Un Certain Regard award goes to Hungary
Mundruczo’s film favourited by jury, Argentine filmmaker Alonso gets the FIPRESCI
CANNES — The Hungarian film Feher Isten (White God), starring a pack of stray dogs that terrorises the capital Budapest and directed by Kornel Mundruczo, won the top prize in the Un Certain Regard forum of the Cannes International Film Festival yesterday.
The runner-up, winning the jury prize, was Turist by Swedish director Ruben Ostlund. It is about the disintegration of a marriage after a husband abandons his wife and children on a terrace and flees when he falsely believes they are all about to be killed by an avalanche.
Jury President for the Un Certain Regard festival was Argentine director Pablo Trapero.
The forum — dedicated to young, innovative filmmakers or directors — runs alongside the main Cannes competition, whose winners will be announced today.
Other films competing for the prize were the directorial debut of Hollywood A-list actor Ryan Gosling, Lost River; the only Indian film in the competition, Titli, by Kanu Behl, and Jauja starring Viggo Mortensen from Argentina’s Lisandro Alonso.
Jauja wins FIPRESCI award
Jauja, directed by Alonso and starring Mortensen, won yesterday at Cannes the FIPRESCI award, given by the International Federation of Cinematographic Press.
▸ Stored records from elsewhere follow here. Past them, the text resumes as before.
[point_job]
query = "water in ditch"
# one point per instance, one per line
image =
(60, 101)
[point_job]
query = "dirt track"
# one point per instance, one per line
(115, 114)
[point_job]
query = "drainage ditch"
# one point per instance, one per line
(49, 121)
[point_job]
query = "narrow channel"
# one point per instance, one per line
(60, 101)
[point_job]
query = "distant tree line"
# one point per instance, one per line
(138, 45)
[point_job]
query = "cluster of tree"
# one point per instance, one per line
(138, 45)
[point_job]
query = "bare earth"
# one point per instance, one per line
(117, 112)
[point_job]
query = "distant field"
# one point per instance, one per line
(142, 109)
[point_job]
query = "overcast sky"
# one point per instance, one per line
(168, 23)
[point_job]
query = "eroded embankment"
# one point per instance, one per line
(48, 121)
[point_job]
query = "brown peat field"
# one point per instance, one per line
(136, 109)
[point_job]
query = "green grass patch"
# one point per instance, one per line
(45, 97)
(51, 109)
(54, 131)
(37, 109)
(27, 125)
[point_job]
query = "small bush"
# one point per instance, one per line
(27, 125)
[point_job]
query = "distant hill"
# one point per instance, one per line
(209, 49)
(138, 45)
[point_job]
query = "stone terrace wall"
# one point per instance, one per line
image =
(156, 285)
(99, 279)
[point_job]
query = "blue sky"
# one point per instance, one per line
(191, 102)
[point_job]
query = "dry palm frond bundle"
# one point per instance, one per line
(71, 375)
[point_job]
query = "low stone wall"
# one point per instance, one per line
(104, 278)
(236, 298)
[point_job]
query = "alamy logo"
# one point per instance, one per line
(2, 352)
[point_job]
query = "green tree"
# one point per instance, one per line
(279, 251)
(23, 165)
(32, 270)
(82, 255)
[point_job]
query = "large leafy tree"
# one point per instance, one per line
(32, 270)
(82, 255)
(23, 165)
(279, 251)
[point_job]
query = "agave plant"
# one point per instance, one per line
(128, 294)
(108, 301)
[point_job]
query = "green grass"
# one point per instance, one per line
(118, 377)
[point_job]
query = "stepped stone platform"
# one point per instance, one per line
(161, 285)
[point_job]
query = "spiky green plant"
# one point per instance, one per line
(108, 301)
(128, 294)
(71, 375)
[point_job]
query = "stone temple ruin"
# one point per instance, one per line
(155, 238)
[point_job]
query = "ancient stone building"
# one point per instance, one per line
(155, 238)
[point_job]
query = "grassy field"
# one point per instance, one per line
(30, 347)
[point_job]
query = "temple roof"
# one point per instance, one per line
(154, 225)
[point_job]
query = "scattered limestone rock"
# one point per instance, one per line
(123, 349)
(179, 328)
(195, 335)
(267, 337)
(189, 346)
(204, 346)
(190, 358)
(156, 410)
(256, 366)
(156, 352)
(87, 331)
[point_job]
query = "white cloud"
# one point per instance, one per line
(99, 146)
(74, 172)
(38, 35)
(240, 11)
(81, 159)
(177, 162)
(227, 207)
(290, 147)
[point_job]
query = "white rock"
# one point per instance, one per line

Jauja’s plot is set in the 19th century and it revolves around the story of Captain Gunnar Dinesen — portrayed by Mortensen — a Danish colonist that travels to Patagonia to find his missing daughter.
The film was financed by Mortensen’s production company Perceval Pictures, alongside Argentina’s 4L and other production companies hailing from France, Denmark, Mexico and Holland. The movie was made with 400,000 euros and shot in a slide-like format that gained praises from INCAA (Argentina’s National Cinema Institute).
Known for his indie-looking productions, Alonso said to the press that “I don’t like categories and I don’t believe I’m doing Festival-intended movies … (What I do like is making movies) that catch my attention.” Nevertheless, he also said that he wants his movies “seen by the greatest possible amount of people.”